Thanks !! Great help.
 

Prove It

Well-known member
MHB Math Helper
Jan 26, 2012
1,404
Hello,

I am looking for the area between

\[f(x)=x\cdot ln^{2}(x)-x\]

and the x-axis.

I have a solution in hand, it suggests that the area is:

\[\int_{\frac{1}{e}}^{e}(x-x\cdot ln^{2}(x))dx\approx 1.95\]

I have a problem with this solution, I don't understand where the area between 0 and 1/e had gone to...

I plotted the function in maple, and an area is appearing very clearly (see photo).

View attachment 2029

So my question: Do you think like me, that the solution attached to this exercise is wrong? If not, where does this area gone to ?

thanks !
Mark is correct that the only bounded area is where $\displaystyle \begin{align*} \frac{1}{e} \leq x \leq e \end{align*}$. Notice that this region is BELOW the x axis, so you will get a negative answer. But since you are asked for the AREA, you must give the absolute value of this amount (as areas, being a physical quantity, are always nonnegative).

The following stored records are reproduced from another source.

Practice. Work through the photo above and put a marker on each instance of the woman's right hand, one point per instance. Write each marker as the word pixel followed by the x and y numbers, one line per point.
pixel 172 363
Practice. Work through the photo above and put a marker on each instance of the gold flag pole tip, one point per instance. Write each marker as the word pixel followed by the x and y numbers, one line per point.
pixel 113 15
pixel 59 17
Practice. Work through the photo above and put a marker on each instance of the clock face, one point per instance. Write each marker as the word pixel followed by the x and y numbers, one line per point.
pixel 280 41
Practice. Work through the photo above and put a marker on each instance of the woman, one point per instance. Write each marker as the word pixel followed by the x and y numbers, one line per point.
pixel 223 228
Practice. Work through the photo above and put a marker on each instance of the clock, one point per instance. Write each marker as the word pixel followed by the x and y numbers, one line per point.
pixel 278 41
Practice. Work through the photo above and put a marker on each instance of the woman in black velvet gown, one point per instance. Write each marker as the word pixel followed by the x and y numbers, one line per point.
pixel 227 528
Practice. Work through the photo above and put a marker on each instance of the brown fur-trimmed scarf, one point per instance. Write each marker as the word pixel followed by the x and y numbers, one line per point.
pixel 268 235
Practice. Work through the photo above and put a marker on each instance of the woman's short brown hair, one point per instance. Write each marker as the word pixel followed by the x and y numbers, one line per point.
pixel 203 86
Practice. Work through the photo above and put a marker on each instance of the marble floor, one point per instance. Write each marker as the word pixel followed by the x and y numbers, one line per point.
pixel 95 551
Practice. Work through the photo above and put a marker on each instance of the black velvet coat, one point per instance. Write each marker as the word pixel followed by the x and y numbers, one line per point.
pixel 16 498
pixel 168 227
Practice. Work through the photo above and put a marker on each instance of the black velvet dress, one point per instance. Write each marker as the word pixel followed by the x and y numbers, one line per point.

Now as for the actual integration...

$\displaystyle \begin{align*} \int_{\frac{1}{e}}^e{x\left[ \ln{(x)} \right] ^2 - x \, dx } &= \int_{\frac{1}{e}}^e{x\left\{ \left[ \ln{(x)} \right] ^2 - 1 \right\} \, dx } \\ &= \int_{\frac{1}{e}}^e{\frac{x^2 \left\{ \left[ \ln{(x)} \right] ^2 - 1 \right\} }{x}\, dx} \end{align*}$

Now make the substitution $\displaystyle \begin{align*} t = \ln{(x)} \implies dt = \frac{1}{x}\,dx \end{align*}$, and note that when $\displaystyle \begin{align*} x = \frac{1}{e}, t = -1 \end{align*}$ and when $\displaystyle \begin{align*} x = e, t = 1 \end{align*}$, the integral becomes

$\displaystyle \begin{align*} \int_{\frac{1}{e}}^e{\frac{x^2 \left\{ \left[ \ln{(x)} \right] ^2 - 1 \right\} }{x}\,dx} &= \int_{-1}^1{ \left( e^t \right) ^2 \left( t^2 - 1 \right) \, dt } \\ &= \int_{-1}^1{e^{2t} \left( t^2 - 1 \right) \, dt } \end{align*}$

Now applying integration by parts with $\displaystyle \begin{align*} u = t^2 - 1 \implies du = 2t\,dt \end{align*}$ and $\displaystyle \begin{align*} dv = e^{2t} \, dt \implies v = \frac{1}{2}e^{2t} \end{align*}$ we have

$\displaystyle \begin{align*} \int{ e^{2t} \left( t^2 - 1 \right) \, dt} &= \frac{1}{2} e^{2t} \left( t^2 - 1 \right) - \int{t\,e^{2t}\,dt} \end{align*}$

and applying integration by parts again with $\displaystyle \begin{align*} u = t \implies du = dt \end{align*}$ and $\displaystyle \begin{align*} dv = e^{2t} \, dt \implies v = \frac{1}{2} e^{2t} \end{align*}$ and we have

$\displaystyle \begin{align*} \frac{1}{2}e^{2t} \left( t^2 - 1 \right) - \int{t\,e^{2t}\,dt} &= \frac{1}{2}e^{2t} \left( t^2 - 1 \right) - \left( \frac{1}{2}t\,e^{2t} - \int{\frac{1}{2} e^{2t}\, dt} \right) \\ &= \frac{1}{2} e^{2t} \left( t^2 - 1 \right) - \frac{1}{2} t\, e^{2t} + \frac{1}{2} \int{ e^{2t} \, dt} \\ &= \frac{1}{2}e^{2t} \left( t^2 - 1 \right) - \frac{1}{2} t\, e^{2t} + \frac{1}{4}e^{2t} + C \\ &= \frac{1}{2} e^{2t} \left( t^2 - 1 - t + \frac{1}{2} \right) + C \\ &= \frac{1}{2} e^{2t} \left( t^2 - t - \frac{1}{2} \right) + C \end{align*}$

and so evaluating the definite integral we have

$\displaystyle \begin{align*} \int_{-1}^1{e^{2t} \left( t^2 - 1 \right) \, dt} &= \frac{1}{2} \left[ e^{2t} \left( t^2 - t - \frac{1}{2} \right) \right] _{-1}^1 \\ &= \frac{1}{2} \left( -\frac{1}{2}e^2 - \frac{3}{2}e^{-2} \right) \\ &= -\frac{1}{4} \left( e^2 + 3e^{-2} \right) \\ &\approx. -1.95 \end{align*}$

So the area you are looking for is $\displaystyle \begin{align*} -\frac{1}{4} \left( e^2 + 3e^{-2} \right) \,\textrm{units}^2 \approx 1.95 \, \textrm{units}^2 \end{align*}$.